The Hungarian mathematician Paul Erdos used to describe himself as a "machine for turning coffee into theorems". In much the same way, genes are machines for turning stars into a bird's compass; carotenoids into males of dazzling beauty; smells into love-potions; facial muscles into signals of friendship; a glance into uncertainty of paternity; and oxygen, water, light, zinc, calcium and iron into bears, beetles, bacteria or bluebells. More strictly, genes are machines for turning stars into birds and thereby into more genes.
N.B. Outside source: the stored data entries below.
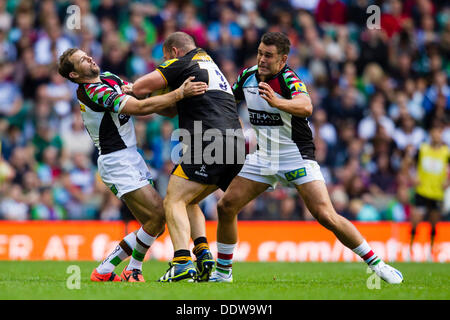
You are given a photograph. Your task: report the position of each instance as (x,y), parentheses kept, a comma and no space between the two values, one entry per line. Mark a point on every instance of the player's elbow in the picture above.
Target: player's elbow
(139,90)
(307,112)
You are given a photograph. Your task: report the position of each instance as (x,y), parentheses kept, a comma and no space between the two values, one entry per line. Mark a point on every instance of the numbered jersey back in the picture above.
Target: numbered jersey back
(216,79)
(217,107)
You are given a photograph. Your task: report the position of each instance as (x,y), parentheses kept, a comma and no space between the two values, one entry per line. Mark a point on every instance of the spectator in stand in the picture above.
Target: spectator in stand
(408,134)
(10,95)
(368,126)
(331,12)
(192,26)
(369,83)
(12,206)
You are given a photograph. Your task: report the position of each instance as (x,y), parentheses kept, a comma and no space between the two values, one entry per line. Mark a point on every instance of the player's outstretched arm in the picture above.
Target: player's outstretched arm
(300,105)
(157,104)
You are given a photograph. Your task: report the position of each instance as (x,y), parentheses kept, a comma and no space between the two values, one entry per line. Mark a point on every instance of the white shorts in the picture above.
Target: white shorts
(289,173)
(124,171)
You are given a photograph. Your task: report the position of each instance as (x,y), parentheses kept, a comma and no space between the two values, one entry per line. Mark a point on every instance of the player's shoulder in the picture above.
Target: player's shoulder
(289,74)
(107,74)
(293,81)
(249,71)
(246,73)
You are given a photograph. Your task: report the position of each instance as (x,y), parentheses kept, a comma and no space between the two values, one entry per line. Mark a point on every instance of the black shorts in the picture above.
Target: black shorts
(220,175)
(427,203)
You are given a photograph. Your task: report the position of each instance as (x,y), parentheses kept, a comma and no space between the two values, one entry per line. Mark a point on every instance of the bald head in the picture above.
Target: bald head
(179,40)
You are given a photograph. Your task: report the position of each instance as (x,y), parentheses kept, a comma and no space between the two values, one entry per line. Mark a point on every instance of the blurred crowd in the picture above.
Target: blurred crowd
(376,92)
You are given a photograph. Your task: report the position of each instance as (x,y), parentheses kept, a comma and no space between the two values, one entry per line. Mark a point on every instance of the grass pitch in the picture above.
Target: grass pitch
(48,280)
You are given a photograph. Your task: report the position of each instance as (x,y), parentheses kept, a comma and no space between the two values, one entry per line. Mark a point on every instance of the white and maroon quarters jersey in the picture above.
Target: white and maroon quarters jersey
(278,133)
(101,104)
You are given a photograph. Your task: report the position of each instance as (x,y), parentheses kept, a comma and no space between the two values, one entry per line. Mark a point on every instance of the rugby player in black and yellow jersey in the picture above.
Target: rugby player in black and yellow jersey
(433,160)
(195,177)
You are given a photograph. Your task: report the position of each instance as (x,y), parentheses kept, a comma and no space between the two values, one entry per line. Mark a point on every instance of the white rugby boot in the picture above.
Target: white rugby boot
(218,276)
(387,273)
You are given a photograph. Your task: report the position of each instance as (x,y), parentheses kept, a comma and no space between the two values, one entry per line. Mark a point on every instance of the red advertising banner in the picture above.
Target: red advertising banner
(258,241)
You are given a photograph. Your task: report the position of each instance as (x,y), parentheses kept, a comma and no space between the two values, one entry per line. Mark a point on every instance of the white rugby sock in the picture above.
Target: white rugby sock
(120,253)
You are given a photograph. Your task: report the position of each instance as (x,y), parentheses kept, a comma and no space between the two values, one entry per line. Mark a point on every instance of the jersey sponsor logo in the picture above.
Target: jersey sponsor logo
(202,171)
(202,56)
(263,118)
(300,87)
(432,165)
(295,174)
(167,63)
(110,100)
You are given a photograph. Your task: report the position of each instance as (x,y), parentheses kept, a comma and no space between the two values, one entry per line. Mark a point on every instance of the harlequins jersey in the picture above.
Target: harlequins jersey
(100,105)
(293,132)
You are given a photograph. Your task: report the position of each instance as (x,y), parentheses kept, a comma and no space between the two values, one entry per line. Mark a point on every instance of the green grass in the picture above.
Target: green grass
(252,281)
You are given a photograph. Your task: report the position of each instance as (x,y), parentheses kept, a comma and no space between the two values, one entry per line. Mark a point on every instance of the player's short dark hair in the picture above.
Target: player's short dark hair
(279,40)
(179,40)
(65,66)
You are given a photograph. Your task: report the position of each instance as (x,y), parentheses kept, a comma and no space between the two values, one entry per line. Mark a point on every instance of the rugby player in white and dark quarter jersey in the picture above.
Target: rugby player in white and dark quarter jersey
(278,105)
(106,112)
(195,177)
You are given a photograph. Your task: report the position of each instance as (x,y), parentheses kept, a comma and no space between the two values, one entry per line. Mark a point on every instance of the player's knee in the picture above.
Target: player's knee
(328,219)
(225,209)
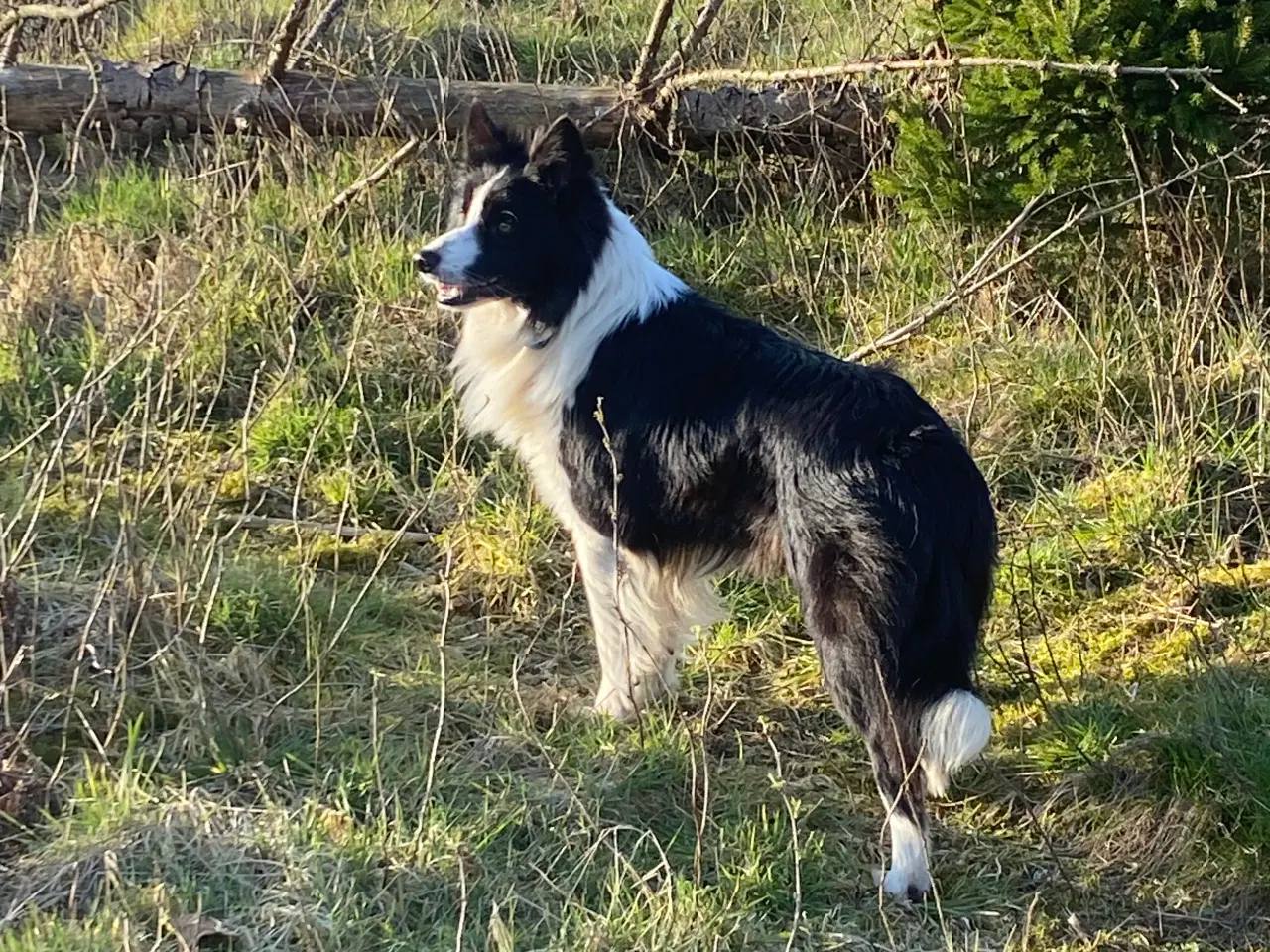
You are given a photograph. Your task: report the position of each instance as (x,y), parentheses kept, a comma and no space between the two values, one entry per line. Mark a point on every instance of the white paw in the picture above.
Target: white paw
(907,884)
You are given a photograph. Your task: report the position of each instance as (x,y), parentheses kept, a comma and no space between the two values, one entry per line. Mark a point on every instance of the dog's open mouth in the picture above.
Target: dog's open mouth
(460,295)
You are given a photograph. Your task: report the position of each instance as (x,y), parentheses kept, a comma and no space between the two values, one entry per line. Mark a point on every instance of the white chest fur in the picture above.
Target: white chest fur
(513,394)
(518,394)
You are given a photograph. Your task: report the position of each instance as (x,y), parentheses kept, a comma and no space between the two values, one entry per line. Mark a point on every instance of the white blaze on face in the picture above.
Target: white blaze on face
(460,248)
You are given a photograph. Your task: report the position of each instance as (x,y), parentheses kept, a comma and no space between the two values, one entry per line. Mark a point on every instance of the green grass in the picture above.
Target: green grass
(367,744)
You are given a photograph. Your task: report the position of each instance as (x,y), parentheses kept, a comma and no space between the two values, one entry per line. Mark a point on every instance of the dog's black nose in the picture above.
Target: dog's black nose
(427,262)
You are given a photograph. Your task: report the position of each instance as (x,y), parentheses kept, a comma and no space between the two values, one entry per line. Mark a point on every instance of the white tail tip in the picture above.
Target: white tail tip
(955,730)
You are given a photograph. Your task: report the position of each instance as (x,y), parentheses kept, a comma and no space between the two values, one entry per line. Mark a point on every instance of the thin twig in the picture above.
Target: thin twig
(50,12)
(12,45)
(873,67)
(318,27)
(286,40)
(652,44)
(272,522)
(377,176)
(964,289)
(680,58)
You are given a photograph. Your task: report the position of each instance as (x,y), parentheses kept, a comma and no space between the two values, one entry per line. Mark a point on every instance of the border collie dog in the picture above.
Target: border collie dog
(676,442)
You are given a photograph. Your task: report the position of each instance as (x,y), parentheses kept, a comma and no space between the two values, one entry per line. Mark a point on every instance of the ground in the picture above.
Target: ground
(222,731)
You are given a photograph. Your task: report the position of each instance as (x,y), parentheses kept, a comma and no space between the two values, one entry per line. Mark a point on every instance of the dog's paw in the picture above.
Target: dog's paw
(907,884)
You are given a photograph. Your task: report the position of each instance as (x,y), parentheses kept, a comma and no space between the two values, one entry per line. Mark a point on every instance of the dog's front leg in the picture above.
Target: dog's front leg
(636,658)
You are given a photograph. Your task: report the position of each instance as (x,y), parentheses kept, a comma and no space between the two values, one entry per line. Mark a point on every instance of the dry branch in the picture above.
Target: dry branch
(318,31)
(12,45)
(286,40)
(878,67)
(371,180)
(681,56)
(839,118)
(239,521)
(51,12)
(969,284)
(652,44)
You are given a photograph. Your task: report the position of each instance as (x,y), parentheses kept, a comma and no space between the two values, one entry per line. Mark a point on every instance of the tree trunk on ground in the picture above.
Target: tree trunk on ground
(842,119)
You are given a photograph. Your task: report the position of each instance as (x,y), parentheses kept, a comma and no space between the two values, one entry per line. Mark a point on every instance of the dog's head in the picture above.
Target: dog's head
(527,222)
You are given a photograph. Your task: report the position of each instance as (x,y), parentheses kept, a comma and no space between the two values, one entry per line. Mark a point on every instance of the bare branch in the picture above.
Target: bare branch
(968,285)
(182,99)
(681,56)
(286,39)
(12,45)
(239,521)
(317,31)
(51,12)
(367,182)
(652,44)
(876,67)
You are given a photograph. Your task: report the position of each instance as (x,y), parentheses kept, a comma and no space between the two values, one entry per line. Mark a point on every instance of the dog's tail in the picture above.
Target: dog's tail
(955,730)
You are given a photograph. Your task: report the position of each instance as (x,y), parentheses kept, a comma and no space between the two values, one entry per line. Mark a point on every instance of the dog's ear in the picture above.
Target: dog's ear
(485,141)
(558,155)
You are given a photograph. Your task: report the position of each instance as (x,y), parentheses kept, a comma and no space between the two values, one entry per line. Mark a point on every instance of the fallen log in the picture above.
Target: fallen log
(834,117)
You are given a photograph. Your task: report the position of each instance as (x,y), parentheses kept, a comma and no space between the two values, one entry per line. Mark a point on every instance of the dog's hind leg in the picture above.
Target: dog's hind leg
(643,615)
(841,608)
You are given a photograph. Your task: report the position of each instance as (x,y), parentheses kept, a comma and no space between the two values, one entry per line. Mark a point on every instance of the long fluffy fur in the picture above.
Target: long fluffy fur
(676,440)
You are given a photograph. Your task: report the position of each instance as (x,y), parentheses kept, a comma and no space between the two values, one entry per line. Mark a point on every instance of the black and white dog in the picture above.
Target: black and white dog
(677,442)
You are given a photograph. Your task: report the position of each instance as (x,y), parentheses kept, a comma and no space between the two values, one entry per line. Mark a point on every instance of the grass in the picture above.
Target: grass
(285,740)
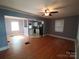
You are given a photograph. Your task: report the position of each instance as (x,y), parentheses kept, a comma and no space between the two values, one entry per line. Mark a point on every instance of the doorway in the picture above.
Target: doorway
(36,28)
(15,27)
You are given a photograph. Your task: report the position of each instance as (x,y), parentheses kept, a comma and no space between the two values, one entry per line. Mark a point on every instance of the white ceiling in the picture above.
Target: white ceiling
(65,7)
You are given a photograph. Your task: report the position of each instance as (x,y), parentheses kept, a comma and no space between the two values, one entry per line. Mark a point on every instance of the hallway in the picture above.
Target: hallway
(38,48)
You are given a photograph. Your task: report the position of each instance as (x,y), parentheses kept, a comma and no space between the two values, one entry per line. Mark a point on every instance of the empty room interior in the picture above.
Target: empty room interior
(39,29)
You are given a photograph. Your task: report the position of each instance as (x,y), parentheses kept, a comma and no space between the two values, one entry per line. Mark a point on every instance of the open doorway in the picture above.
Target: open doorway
(36,28)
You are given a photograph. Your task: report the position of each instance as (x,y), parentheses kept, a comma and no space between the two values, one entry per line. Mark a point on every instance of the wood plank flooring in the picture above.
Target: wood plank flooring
(38,48)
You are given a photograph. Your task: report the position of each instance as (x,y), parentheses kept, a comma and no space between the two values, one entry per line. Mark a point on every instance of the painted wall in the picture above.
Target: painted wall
(70,27)
(3,41)
(8,26)
(3,38)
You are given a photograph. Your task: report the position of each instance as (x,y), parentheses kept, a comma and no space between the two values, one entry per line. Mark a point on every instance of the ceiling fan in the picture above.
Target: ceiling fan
(47,12)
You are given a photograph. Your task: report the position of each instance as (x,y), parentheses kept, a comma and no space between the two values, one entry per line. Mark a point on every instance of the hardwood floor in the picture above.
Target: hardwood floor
(38,48)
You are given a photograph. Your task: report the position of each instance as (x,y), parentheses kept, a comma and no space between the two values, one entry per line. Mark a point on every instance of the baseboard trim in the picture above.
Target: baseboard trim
(4,48)
(62,37)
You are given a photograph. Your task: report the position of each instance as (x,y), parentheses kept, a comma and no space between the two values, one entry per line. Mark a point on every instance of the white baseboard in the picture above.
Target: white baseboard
(4,48)
(62,37)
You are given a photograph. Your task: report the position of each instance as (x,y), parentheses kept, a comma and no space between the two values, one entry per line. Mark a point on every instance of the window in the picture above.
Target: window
(14,26)
(59,25)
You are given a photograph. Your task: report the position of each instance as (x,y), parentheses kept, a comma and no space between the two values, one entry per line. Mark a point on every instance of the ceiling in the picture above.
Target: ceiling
(64,7)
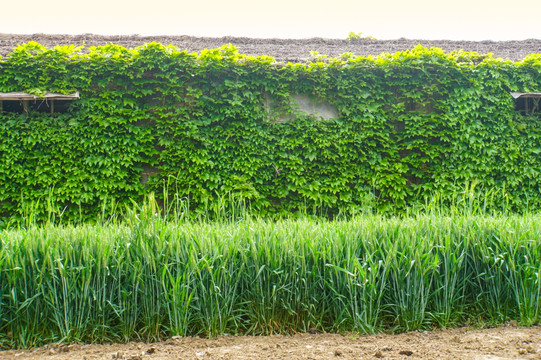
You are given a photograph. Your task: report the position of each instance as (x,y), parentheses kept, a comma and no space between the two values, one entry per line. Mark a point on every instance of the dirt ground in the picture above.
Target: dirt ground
(494,344)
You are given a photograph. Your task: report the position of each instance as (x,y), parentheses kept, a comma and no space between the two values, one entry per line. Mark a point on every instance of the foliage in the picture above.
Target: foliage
(411,125)
(147,278)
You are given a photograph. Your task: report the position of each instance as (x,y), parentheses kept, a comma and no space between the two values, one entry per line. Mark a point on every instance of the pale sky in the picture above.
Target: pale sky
(382,19)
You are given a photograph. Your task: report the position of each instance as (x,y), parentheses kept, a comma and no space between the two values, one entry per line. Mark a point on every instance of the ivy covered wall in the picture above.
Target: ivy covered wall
(410,125)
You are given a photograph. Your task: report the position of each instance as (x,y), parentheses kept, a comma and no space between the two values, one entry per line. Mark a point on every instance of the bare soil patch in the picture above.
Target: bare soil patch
(294,50)
(463,343)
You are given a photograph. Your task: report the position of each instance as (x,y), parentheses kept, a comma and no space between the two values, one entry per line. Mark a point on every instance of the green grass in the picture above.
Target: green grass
(147,278)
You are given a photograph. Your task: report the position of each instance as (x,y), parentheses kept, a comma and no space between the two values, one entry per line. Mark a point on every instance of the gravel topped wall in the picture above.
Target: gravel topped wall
(294,50)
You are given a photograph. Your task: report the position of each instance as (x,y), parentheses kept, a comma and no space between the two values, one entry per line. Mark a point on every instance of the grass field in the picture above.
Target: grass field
(148,278)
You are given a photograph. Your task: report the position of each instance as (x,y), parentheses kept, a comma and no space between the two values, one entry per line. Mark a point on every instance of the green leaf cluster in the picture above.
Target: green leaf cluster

This reminds us that adaptations weld together two information-storage systems. They build up a store of information in genes, meticulously accumulated, elaborated and honed down evolutionary time. And, to match that store, they also stockpile information in the environment. For genes need resources to build and run organisms; and adaptations furnish genes (or organisms) with the information to pluck those resources from the environment. So stars and carotenoids and glances need to be there generation after generation no less reliably than the information carried by genes.

Thus genes and environments are not in opposition; not zero-sum; not parallel but separate. Rather, they are designed to work in tandem. Their interconnection is highly intricate, minutely structured; and it becomes ever more so over evolutionary time. 

And thus, without environments to provide resources, genes would not be viable; and without genes to specify what constitutes an environment, environments would not exist. So how could biology not be an environmental issue? And, conversely, how could environments not be—necessarily—a biological issue?

Cronin's law of adaptations and environments

What constitutes an organism's environment depends on the species' adaptations.

What constitutes an organism's environment? The answer is that it is the organism's adaptations that stake out which are the relevant aspects of the world. An environment is not simply a given. It is the typical characteristics of a species, its adaptations, that specify what constitutes the environment for that species.

Think of it this way. Adaptations are keys to unlocking the world's resources. They are the means by which organisms harness features of the world for their own use, transforming them from part of the indifferent world-out-there into the organism's own tailor-made, species-specific environment, an environment brimming with materials and information for the organism's own distinctive adaptive needs. 

And so to understand how any species interacts with its environment, we need to start by exploring that species' adaptations. Only through adaptations was that environment constructed and only through understanding adaptations can we reconstruct it.

And, similarly, within a sexually reproducing species, differences between the sexes should be the default assumption. In particular, the female's adaptations should not be treated as mere adumbrations of the male's. On the contrary, if a rule-of-thumb default is needed, turn to the female. After all, the 'little brown bird' is what the entire species—males, females and juveniles—looks like before sexual selection distorts her mate into a showy explosion of colour and song. When it comes to environments, males perceive them as platforms for status games. Females most certainly do not.